Song by The Doors

from the album Morrison Hotel
- Released: February 9, 1970
- Recorded: 1969–1970
- Genre: Rock
- Length: 3:06
- Label: Elektra
- Songwriters: Jim Morrison; Robby Krieger;
- Producer: Paul A. Rothchild

= Ship of Fools (The Doors song) =

"Ship of Fools" is a song written by Jim Morrison and Robby Krieger that was first released on the Doors' 1970 album Morrison Hotel. Live versions also appeared on several of the Doors' live albums.

==Writing and recording==
Krieger described writing the song as follows:
There was a guitar line that I came up with, which I kind of stole from an old blues song that I heard when I was in high school.

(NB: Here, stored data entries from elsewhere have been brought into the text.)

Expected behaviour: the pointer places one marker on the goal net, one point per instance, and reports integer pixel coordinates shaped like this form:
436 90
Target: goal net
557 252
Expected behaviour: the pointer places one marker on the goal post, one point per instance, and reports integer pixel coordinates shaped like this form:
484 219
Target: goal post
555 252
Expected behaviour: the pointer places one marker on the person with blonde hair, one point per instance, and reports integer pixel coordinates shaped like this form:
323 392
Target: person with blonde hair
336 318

And Jim, I can't remember whether he just came up with the words right then or if it was a poem he had already done in high school.

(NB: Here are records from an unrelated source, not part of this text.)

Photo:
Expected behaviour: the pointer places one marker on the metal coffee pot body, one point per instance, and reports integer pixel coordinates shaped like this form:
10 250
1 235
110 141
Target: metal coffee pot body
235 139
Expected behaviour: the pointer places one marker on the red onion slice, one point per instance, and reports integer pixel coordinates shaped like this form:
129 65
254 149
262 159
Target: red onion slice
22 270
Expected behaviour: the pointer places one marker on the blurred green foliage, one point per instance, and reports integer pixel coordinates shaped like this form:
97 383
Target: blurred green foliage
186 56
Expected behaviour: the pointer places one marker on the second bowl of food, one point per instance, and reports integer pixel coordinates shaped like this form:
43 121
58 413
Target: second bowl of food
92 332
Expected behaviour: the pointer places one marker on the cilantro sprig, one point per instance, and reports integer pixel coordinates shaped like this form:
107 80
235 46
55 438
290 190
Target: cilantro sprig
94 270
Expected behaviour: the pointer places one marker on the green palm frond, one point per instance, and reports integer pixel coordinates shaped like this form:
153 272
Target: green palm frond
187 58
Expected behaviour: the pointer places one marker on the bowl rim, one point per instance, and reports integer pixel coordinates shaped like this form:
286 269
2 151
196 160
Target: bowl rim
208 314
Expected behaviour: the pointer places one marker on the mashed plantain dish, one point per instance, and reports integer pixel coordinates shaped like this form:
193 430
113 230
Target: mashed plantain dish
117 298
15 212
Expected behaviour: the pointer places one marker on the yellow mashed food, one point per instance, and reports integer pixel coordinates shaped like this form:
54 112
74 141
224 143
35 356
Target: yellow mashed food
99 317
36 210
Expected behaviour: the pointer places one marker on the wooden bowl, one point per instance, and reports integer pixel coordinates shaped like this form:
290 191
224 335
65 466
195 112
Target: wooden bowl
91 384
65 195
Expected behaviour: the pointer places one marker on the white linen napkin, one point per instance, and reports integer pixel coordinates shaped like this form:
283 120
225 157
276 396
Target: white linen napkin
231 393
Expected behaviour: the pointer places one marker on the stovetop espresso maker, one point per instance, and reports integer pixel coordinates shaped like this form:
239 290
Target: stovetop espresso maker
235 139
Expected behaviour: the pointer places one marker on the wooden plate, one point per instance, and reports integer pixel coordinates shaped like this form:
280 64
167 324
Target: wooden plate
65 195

Krieger also felt that Morrison was an influenced by the fact that his father was a sailor.

The song was recorded by the Doors' lineup of Morrison on lead vocals, Krieger on guitar, Ray Manzarek on keyboards and John Densmore on drums, supplemented by Ray Neapolitan on bass guitar.

==Lyrics and music==
Allmusic critic Lindsay Planer described "Ship of Fools" as "a poetic musical paradox" with "buoyant syncopated rhythms" whose lyrics occupy "the familiar terrain between creation and demise." Music critic Patricia Kennely described it as "ecology rock". Pop culture writer Tony Thompson also regarded the ecology as one of the songs themes, as well as the "consciousness of the planet" that emanated from the Apollo 11 moon landing. Far Out critic Jordan Potter described it as being about "the battle against capitalism and environmental dominion." Doors' biographer Doug Sundling called it a song that "concisely describes the American trip."

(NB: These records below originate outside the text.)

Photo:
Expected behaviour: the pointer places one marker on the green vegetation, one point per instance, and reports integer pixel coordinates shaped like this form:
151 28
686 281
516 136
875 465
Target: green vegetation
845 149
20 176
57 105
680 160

The first verse has an apocalyptic tone, opening with the lines "The human race was dying out/No one left to scream or shout." The verse also optimistically references the 1969 Apollo 11 moon landing before returning to a pessimistic line that "smog will get you pretty soon."

The second verse references the counterculture of the 1960s and ends with the line "Hope our little world will last." The third verse ends with a Mr. Goodtrips "looking for a new ship", and the singer telling the people to get on board. Mr. Goodtrips has been speculated to be variously Jim Morrison's father, Neil Armstrong, Jerry Garcia or a drug dealer.

The music opens with what Planer describes as a "tight, jazzy percolating riff" before shifting to a 2/4 beat for the start of the vocals. Thompson felt that the opening riff is similar to that of Ray Charles' "What'd I Say". There is also a musical interlude between the second and third verses. Thompson commented on the "interesting, almost Prog-like interplay" between Manzarek, Krieger an Neapolitan throughout the song. Allmusic critic Thom Jurek said that the song "contains shifting time signatures that cross jazz, R&B, and pop."

The title of the song came from Katherine Anne Porter's 1962 novel Ship of Fools, which was a book about a sea voyage that serves as "a metaphor for the rise of fascism."

==Reception==
Classic Rock critic Mick Wall felt "Ship of Fools" was one of the lesser songs on Morrison Hotel, stating that it was "yet another variant on the riff to 'Break On Through (To the Other Side)', which could, equally, have turned up on either of the first two Doors albums. Cleveland Press critic Bruno Bornino considered it his favorite song from side 1 of Morrison Hotel due to the fact that "Morrison goes through a lot of changes". Wichita Beacon critic Little John considered it to be a basic song but with "some nice lyrics" and one of the few songs on Morrison Hotel that retains Morrison's mystique from earlier Doors albums.

"Ship of Fools" was included on the Doors' 1972 compilation album Weird Scenes Inside the Gold Mine.

==Live versions==
"Ship of Fools" was often played live at Doors' concerts during the 1970s. In live performances, the instrumental interlude between the second and third verses was often extended jazzy improvisations. Live concert renditions appear on several Doors albums, including The Doors: Box Set, Live in Detroit, Live in New York, Live in Philadelphia '70, Live in Boston and Live at the Isle of Wight Festival 1970.